あらすじなど
父・母・長女・次女・三女・長男という構成の6人家族、宮坂家の物語。

三女「こと子」(19歳・ニート)の目線で日々の暮らしや家族行事(誕生日会やクリスマス、正月など)、子供達それぞれの恋愛や学校生活についてのお話が進んでいきます。

ルールを守ることを重んじる父の風潮によって作られた実在するかのような生活感は"よそのおうち"を見ているような雰囲気が味わえます。

秋~春にかけての様子が描かれているので冬になると読みたくなる作品です。


律っちゃん
私が大好きな登場人物は長男「律」(中学3年生)。卒業間近ですので少年から青年へ十分に成長している頃合いだと思われますが、末っ子のために姉達からはまだまだ"小さな弟"として可愛がられています。長女「そよちゃん」(主婦)からは「律っちゃん」と呼ばれています。

人形造りに没頭するような子で、口数少ないのですが、きちんと自分の世界を既に持っていて、宝石ならオパールが好きだという稀有なところが気に入っています。
大概の15歳男子は真珠とダイヤモンド、ルビー・サファイア(ポケ●ンのタイトル)くらいしか知らないですもの。律っちゃん、よく知っていますね、可愛いですよ。

未婚ですし恋人もいないですが、私にもし子供ができたら同じ名前をつけたいほどに好きです。 ジェリーフィッシュやペットショップボーイズを聞いているところ、合理性を求めて宿題は学校で終わらせてくるところ、世界の国旗を覚えているところ、もう全部が大好きです。


ファッション
登場人物の雰囲気にあった服装が描かれているところもこの作品の魅力です。

主婦でおっとりしている「そよちゃん」は、マーガレット・ハウエルの紺のワンピースを着たり、ベージュのスラックスに黒いセーターを合わせたりする清潔感の中にも可愛らしさのある素敵主婦感。

次女「しま子ちゃん」(社会人)は、(一昔前の)会社員らしく「ユキ・トリヰ」のスーツ、セリーヌだかフェラガモだかの派手なスカーフ。香水はブルガリです。

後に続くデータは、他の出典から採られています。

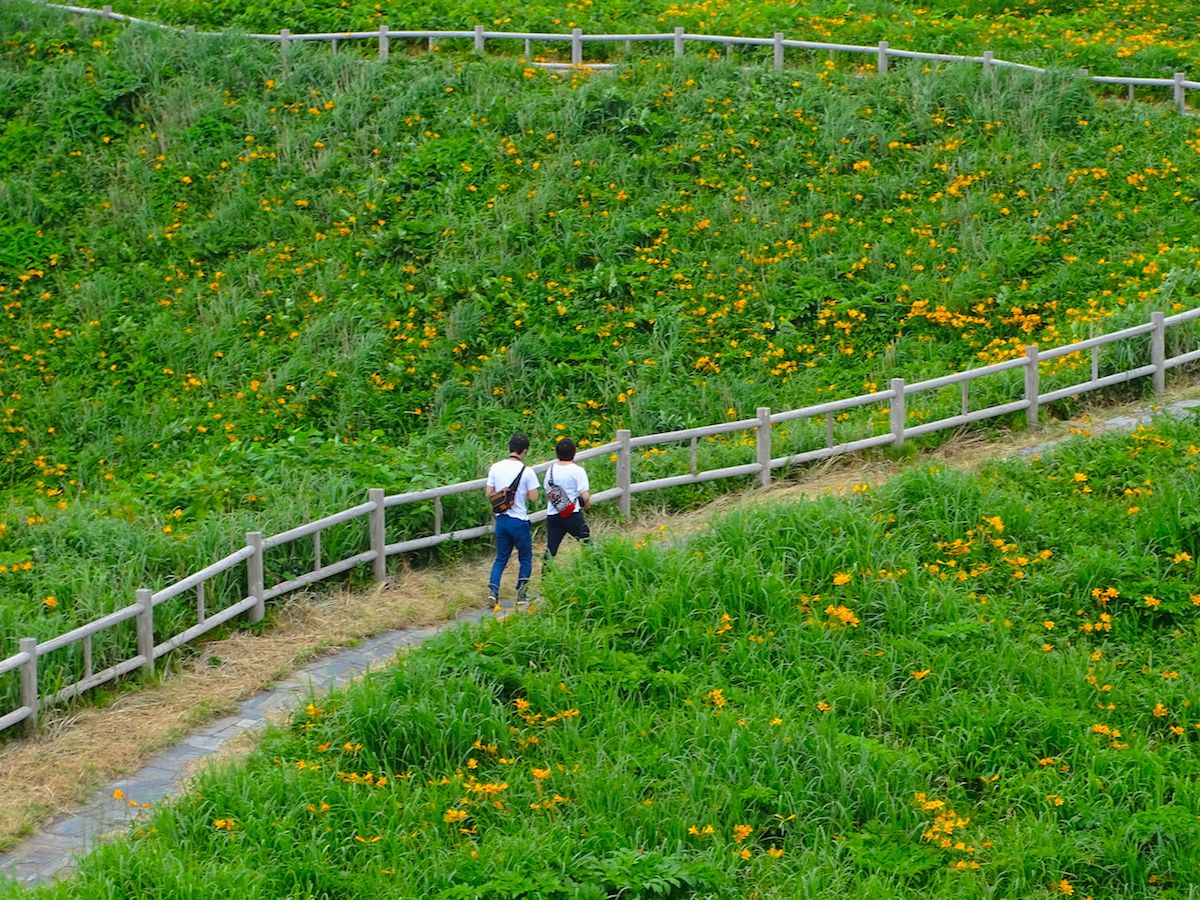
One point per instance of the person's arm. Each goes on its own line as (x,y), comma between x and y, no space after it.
(585,497)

主婦であることに誇りをもつ母は外では緑のコートやチャコールグレイのスーツ、家ではグレイのセーターに黒のスラックスと、外と内での区別をはっきりとさせている装い。

こと子目線のため、こと子自身の服装は言及されないのですが、部屋にプーさんの身長計りが未だに貼られているので、きっとずっと好きでいられると思えるようなお洋服を厳選して大切に着ていると思います。


すーんとするの」
他にも、おすすめポイントがあります。

例えば、食事風景。家族生活が描かれている上で欠かせないですし、こと子が食事作法である挑戦をしているということもあり、多く描かれています。こちらは宮坂家独自の風景であったりルールが強く出ていて面白いです。

ふわっとしていてお菓子作りが得意だという甘やかな雰囲気のそよちゃんが放つ「お互い半分殺しあったのよ」という刺激的な台詞も印象深いです。

江國さんの文章は小さくて細やかな生き方や嗜好をも大切に拾い上げてくださるところが私は好きです。この作品内でいえば、雨の日はどこか寂しいと感じる感性や、何年もずっと停留所の名前を勘違いしていたという気付いたときには衝撃ですが、でも小さくていつか忘れてしまいそうな思い出など……。江國さんの作品は他にも好きな作品がたくさんあるのでまた書きます。

家族というモチーフは本当に面白いと思います。個人的であり、社会的でもあり、どこにでもあるのですが閉鎖的な空間。
学校・職場・恋人・友人・政治などどのようなモチーフも家族というモチーフがもつ戯曲感は越えられないのではないのでしょうか。
これからも私は読書を通じて他人の家族を盗み見見ることがやめられないだろうな、と思います。  




それではまた来週水曜日に。 上条凛




流れ星読了後のススメ流れ星
①映画『美女と野獣』(ジャン・コクトー監督)をご覧あれ。作中に母の好きな映画として出てきます。舞台を見ているかのような雰囲気が素敵です。ラストのコクトーらしい問いかけによって、愛についてやベルという女性の人間性について考えさせられます。

②「エアコン」は「エアコンディショナー」とこれからは呼びませう。